The 2018 graduating class of Mercer Island High School is newsworthy for many reasons. But for former kindergarten teacher Marilyn O’Neill, this group of seniors is particularly special. She taught a handful of them the year before she retired, and they are now her “very last class getting ready to graduate and leave Mercer Island.”
Of the 21 kids in her 2005-2006 class at West Mercer Elementary, only three have moved or attend different schools. The rest are getting ready to walk at Mercer Island High School graduation in about a month.
O’Neill gathered with her former students and their families at Island Books on May 5, where she was presented with a gift to commemorate that group: a frame with side-by-side photos of the kindergarten class and a re-enactment of that photo, taken last year.
The idea to recreate the photo came from Mercer Island parent Leslie Bernstein. Her daughter, Carly, “had such an incredible and memorable kindergarten year at West Mercer Elementary School [and] most of that was due to a wonderful teacher that she had,” Bernstein said.
O’Neill had been teaching in total on Mercer Island for 27 years; at Mercer Crest for four years, Island Park for one year and then landing her kindergarten teacher role at West Mercer for 22 years. She continued to live on Mercer Island after retirement, and said she runs into former students and their families often, especially in the grocery store.
O’Neill and her students shared stories and memories from kindergarten, and recalled the adventure last year that resulted in the group reunion photo.
“I thought it would be an easy task to gather 21 seniors on a Sunday afternoon, but I seriously underestimated the complexity of the task,” Bernstein said. “The seniors are busier than ever with water polo, soccer, golf, dance, National Charity League, National League of Young Men, besides, of course, college application essays and deadlines, let alone their rigorous current academic load, and the list continues.”
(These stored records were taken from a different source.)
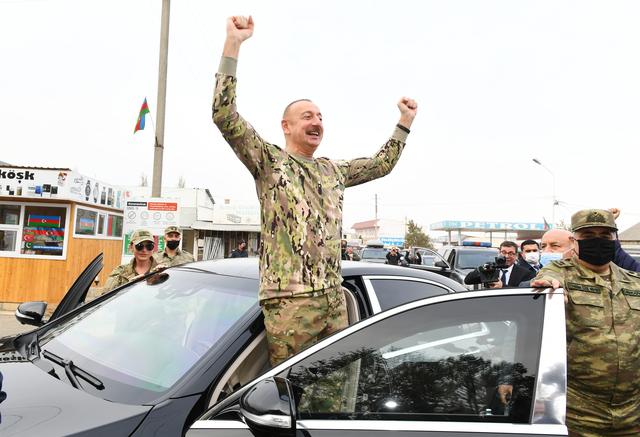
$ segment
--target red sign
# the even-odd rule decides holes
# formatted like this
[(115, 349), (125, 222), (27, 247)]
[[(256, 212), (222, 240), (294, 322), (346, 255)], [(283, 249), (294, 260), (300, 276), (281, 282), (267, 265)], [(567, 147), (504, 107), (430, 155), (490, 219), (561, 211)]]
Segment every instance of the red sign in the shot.
[(177, 211), (178, 204), (174, 202), (149, 202), (149, 211)]

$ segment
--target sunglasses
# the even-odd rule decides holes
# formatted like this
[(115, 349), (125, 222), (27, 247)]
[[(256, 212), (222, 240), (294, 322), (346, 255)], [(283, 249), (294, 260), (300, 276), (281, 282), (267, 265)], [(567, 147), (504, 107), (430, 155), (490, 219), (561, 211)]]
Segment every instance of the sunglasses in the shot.
[(138, 243), (135, 245), (136, 250), (142, 250), (142, 249), (153, 250), (154, 247), (156, 247), (156, 245), (153, 244), (151, 241), (143, 241), (142, 243)]

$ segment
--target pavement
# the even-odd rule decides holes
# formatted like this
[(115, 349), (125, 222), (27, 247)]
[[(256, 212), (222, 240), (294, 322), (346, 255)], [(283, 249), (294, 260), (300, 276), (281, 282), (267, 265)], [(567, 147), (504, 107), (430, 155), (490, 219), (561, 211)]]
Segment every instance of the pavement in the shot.
[(35, 326), (21, 325), (12, 311), (0, 311), (0, 337), (31, 331)]

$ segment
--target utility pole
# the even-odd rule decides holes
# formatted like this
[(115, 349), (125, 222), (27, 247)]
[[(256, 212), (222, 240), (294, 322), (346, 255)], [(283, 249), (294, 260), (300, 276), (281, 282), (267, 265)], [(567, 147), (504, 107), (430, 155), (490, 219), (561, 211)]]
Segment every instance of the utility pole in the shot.
[(171, 0), (162, 0), (162, 24), (160, 27), (160, 64), (158, 70), (158, 110), (153, 152), (153, 181), (151, 197), (162, 196), (162, 154), (164, 152), (164, 114), (167, 101), (167, 59), (169, 55), (169, 10)]

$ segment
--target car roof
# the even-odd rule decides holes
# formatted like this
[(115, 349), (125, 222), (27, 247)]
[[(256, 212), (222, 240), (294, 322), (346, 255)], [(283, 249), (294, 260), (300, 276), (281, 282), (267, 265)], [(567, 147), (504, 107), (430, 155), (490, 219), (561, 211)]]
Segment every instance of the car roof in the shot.
[[(438, 282), (455, 291), (467, 291), (458, 282), (437, 273), (412, 269), (409, 267), (393, 266), (389, 264), (375, 264), (362, 261), (342, 261), (342, 276), (405, 276)], [(227, 258), (218, 260), (198, 261), (183, 264), (180, 267), (204, 270), (210, 273), (226, 276), (237, 276), (248, 279), (259, 279), (258, 258)]]

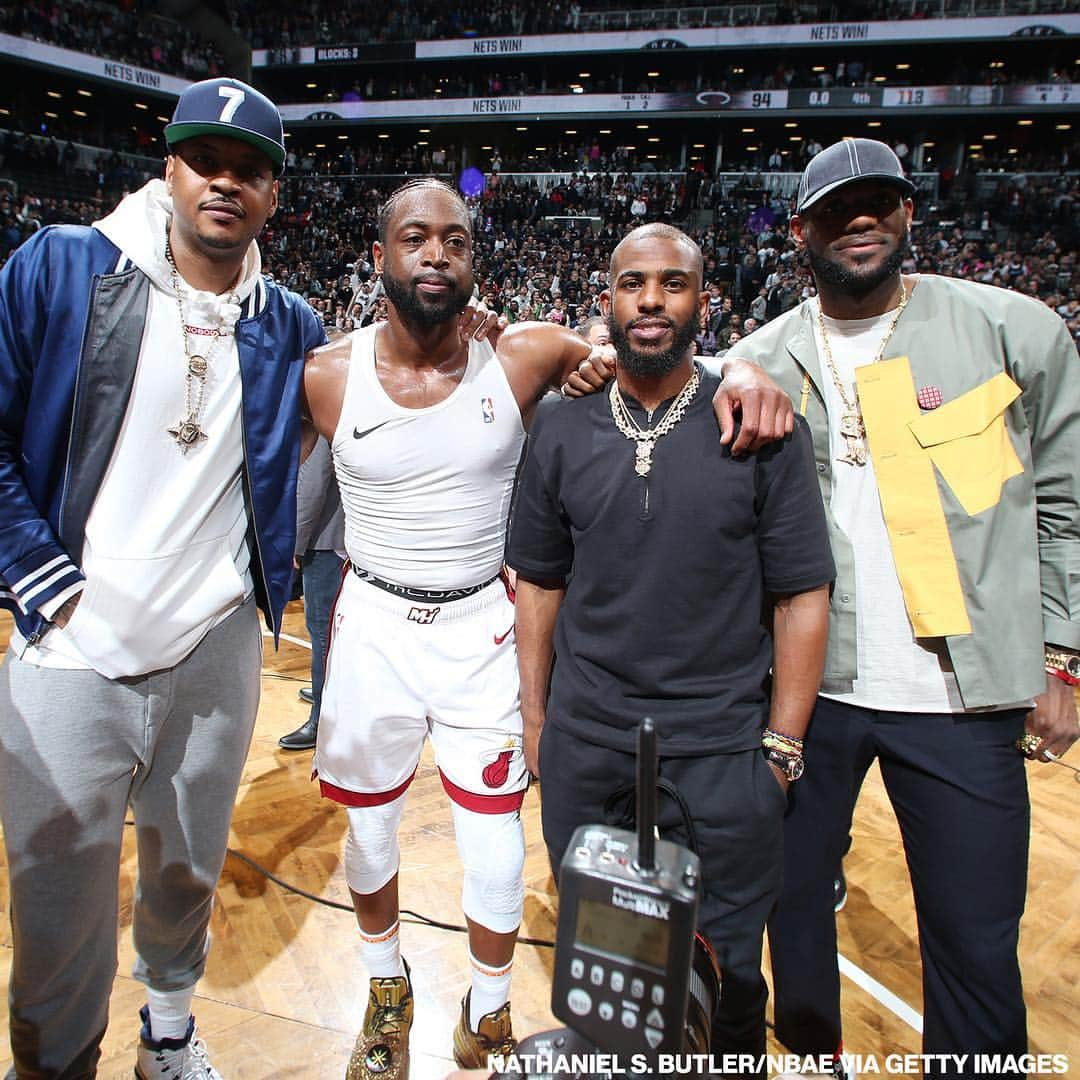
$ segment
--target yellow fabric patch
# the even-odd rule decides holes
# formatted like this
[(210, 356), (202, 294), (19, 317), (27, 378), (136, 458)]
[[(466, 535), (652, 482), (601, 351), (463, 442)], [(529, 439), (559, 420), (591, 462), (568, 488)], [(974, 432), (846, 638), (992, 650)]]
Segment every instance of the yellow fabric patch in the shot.
[(916, 637), (971, 633), (930, 454), (912, 432), (921, 417), (906, 356), (855, 369), (881, 509)]
[(997, 506), (1005, 481), (1024, 471), (1005, 428), (1005, 409), (1020, 392), (1002, 371), (910, 424), (957, 502), (972, 516)]

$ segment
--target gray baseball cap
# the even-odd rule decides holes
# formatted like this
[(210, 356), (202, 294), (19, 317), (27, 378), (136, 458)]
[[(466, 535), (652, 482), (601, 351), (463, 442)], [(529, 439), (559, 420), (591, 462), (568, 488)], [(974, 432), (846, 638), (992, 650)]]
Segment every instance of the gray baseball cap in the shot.
[(841, 139), (810, 159), (799, 180), (795, 213), (801, 214), (830, 192), (859, 180), (885, 180), (905, 195), (915, 185), (904, 175), (900, 159), (876, 139)]

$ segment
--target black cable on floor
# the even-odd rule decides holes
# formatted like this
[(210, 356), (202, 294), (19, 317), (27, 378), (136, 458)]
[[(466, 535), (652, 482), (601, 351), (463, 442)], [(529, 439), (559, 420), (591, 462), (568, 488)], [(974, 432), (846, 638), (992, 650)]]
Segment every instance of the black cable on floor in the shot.
[[(133, 826), (134, 821), (125, 821), (125, 825)], [(258, 874), (262, 874), (264, 878), (272, 881), (275, 885), (284, 889), (286, 892), (295, 893), (297, 896), (302, 896), (305, 900), (311, 900), (313, 903), (321, 904), (323, 907), (334, 908), (336, 911), (348, 911), (352, 912), (352, 904), (343, 904), (339, 900), (327, 900), (325, 896), (316, 896), (314, 893), (308, 892), (306, 889), (301, 889), (299, 885), (293, 885), (284, 878), (279, 878), (277, 874), (260, 863), (257, 863), (250, 855), (245, 855), (242, 851), (237, 851), (235, 848), (226, 848), (226, 855), (231, 855), (234, 859), (239, 859), (242, 863), (250, 866)], [(430, 926), (436, 930), (449, 930), (455, 934), (467, 934), (469, 928), (467, 926), (461, 926), (458, 923), (445, 923), (440, 922), (438, 919), (432, 919), (427, 915), (421, 915), (418, 911), (411, 911), (409, 908), (402, 908), (401, 914), (408, 916), (404, 921), (412, 922), (420, 926)], [(544, 938), (533, 937), (518, 937), (516, 939), (519, 945), (535, 945), (541, 949), (553, 949), (555, 948), (554, 941), (547, 941)]]

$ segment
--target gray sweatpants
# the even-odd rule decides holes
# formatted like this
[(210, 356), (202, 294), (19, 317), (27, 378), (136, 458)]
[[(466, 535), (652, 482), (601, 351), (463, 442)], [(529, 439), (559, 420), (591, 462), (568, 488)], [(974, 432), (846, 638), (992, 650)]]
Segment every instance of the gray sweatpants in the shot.
[(20, 1080), (95, 1074), (116, 974), (129, 806), (139, 857), (135, 976), (179, 990), (202, 975), (261, 658), (248, 602), (175, 667), (150, 675), (38, 668), (10, 652), (0, 666)]

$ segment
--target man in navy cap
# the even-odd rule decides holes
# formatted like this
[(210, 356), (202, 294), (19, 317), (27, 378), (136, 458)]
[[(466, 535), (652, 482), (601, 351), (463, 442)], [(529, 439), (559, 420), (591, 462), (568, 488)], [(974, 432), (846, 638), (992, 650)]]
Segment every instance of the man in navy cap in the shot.
[(1027, 1050), (1025, 757), (1080, 734), (1080, 382), (1042, 304), (901, 272), (913, 193), (884, 143), (814, 157), (791, 230), (818, 296), (732, 349), (810, 425), (837, 568), (769, 939), (777, 1038), (834, 1054), (833, 879), (876, 759), (919, 922), (923, 1049), (976, 1076), (974, 1055)]
[[(255, 242), (277, 108), (189, 87), (163, 180), (0, 273), (0, 817), (12, 1073), (96, 1071), (135, 820), (135, 1074), (217, 1077), (191, 1001), (259, 696), (288, 598), (305, 353), (325, 340)], [(132, 1018), (134, 1021), (134, 1017)]]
They ended up meeting on Oct. 21, wanting to re-enact the picture in the exact space — the school’s courtyard — with some similarity in expressions and poses to the kindergarten picture.
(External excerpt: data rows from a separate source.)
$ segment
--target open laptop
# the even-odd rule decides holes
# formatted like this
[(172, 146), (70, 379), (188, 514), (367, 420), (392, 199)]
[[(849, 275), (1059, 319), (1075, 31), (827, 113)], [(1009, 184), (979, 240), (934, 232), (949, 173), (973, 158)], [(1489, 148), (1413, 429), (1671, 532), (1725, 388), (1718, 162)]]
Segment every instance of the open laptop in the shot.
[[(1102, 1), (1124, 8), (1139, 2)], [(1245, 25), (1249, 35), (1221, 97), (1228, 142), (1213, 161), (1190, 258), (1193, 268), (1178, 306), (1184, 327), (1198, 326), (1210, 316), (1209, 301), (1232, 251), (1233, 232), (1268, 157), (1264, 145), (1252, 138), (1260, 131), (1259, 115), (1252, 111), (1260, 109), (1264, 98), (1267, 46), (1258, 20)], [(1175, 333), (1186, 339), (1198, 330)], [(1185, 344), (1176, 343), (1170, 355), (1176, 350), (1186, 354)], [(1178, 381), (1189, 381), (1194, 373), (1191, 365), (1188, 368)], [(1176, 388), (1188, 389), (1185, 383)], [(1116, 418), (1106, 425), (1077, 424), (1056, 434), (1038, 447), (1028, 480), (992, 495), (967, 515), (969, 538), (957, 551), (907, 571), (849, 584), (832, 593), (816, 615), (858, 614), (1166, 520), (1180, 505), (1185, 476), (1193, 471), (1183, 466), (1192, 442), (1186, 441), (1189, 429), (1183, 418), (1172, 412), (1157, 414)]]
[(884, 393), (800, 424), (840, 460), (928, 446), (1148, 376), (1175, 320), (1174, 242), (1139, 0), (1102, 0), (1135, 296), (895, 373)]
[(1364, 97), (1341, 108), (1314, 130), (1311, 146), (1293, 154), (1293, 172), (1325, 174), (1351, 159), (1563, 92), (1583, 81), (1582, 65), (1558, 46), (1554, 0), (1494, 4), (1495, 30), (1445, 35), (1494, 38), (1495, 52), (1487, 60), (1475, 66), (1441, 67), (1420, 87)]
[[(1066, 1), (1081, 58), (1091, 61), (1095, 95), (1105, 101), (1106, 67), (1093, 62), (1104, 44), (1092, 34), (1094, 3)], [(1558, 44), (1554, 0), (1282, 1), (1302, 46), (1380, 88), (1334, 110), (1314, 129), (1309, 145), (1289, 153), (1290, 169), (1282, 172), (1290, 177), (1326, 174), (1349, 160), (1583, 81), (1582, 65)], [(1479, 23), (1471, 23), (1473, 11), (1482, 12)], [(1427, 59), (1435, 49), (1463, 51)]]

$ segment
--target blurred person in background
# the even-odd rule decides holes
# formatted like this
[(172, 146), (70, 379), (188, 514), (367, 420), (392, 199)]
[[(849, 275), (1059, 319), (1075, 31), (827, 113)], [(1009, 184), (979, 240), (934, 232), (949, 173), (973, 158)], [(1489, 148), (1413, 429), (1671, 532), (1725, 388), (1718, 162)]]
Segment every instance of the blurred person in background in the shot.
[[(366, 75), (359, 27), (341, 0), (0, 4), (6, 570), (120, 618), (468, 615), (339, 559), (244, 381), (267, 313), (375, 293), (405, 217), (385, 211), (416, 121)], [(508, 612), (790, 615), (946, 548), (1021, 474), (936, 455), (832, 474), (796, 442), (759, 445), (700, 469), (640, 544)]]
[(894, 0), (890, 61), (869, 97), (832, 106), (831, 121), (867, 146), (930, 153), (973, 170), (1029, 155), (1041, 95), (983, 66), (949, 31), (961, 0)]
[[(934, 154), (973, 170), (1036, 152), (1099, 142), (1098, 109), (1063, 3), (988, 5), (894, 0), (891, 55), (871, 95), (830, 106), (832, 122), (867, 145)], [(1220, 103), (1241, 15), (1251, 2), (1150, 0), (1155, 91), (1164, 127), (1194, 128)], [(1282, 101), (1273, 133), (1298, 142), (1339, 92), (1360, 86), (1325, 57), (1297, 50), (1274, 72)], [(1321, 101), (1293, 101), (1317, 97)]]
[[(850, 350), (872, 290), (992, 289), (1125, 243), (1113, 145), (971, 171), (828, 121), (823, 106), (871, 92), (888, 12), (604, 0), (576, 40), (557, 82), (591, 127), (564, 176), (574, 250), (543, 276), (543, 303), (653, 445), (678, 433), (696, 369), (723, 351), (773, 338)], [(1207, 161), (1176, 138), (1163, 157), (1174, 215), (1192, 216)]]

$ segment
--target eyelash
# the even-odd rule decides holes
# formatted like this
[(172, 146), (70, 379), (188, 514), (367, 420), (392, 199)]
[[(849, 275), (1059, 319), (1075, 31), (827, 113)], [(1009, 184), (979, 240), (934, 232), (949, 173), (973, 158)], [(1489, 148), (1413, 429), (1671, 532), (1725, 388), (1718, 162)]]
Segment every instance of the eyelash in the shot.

“Little did we know that the key was not available for the courtyard,” Bernstein said. “The only way out was to crawl out of a halfway opened window. Before we knew it, Marilyn led the way, climbed through the window and was on the other side.”
After the picture, the kids walked through O’Neill’s old kindergarten classroom, reminiscing of their fond memories with her. At Island Books, they recalled learning about everything from carpentry to taking care of chicks and ducklings.
O’Neill attributed the ability to keep in touch with former students to the close knit community on Mercer Island.